Illahee is an unincorporated community in Kitsap County, Washington, United States, between Bremerton and Silverdale. It is home to Illahee State Park and other local parks. The word "Illahee" means earth or country in the Native language Chinuk Wawa.

Geography
Illahee's elevation is 36 feet (11 m).

Port of Illahee
The Port of Illahee community dock was built around 1916 to serve the Puget Sound Mosquito Fleet. In later years this port was used by the United States Navy to demagnetize ships.

Ecological Status 
The official shellfish harvesting status of the Port of Illahee is maintained by the National Shellfish Sanitation Program.

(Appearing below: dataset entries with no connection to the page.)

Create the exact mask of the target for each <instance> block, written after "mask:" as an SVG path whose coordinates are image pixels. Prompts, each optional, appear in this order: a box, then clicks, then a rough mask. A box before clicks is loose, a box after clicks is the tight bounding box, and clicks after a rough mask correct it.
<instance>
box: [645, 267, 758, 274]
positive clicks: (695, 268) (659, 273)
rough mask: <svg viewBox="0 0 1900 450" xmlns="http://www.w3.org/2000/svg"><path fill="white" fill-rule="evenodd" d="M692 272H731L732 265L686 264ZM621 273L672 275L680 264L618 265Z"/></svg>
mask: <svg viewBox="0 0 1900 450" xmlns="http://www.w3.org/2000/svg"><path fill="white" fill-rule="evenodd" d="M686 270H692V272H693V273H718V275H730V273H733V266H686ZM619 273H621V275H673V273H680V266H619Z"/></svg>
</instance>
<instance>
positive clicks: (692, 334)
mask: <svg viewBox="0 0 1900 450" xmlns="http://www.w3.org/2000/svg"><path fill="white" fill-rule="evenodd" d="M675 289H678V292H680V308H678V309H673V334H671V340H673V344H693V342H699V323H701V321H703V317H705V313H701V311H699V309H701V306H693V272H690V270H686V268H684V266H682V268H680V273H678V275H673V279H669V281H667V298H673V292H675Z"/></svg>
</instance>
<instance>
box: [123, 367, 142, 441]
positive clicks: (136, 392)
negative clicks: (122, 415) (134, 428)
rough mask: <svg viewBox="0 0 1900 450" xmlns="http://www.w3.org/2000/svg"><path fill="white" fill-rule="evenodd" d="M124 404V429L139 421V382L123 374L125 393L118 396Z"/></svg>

In addition, environmental contaminants of the surface-water and Mytilus tissues at the Port of Illahee are monitored routinely by local ecology programs.  While historical monitoring has reported low concentrations of heavy metals over the past decade (2010-2020), the presence of carcinogenic polycyclic aromatic hydrocarbons (cPAHs) in Mytilus tissues should be considered by recreational and subsistence consumers. PAH concentrations in Puget Sound have been highlighted by the National Oceanic and Atmospheric Administration as being the highest in the nation and cPAH regulatory thresholds for Washington State consumers have been calculated by the Washington State Department of Ecology. The following table provides Washington State cPAH thresholds (current as of 2020) for general fish consumption and available historical tissue burdens at the Port of Illahee.

Parks and recreation

 Illahee State Park, located north of eastern Bremerton, is part of the Washington State Park System. The waterfront land for the park was acquired between 1934 and 1954. The park offers camping, hiking, a boat launch, and a dock.

The  Illahee Preserve and the  Rolling Hills golf course are both in Illahee as well.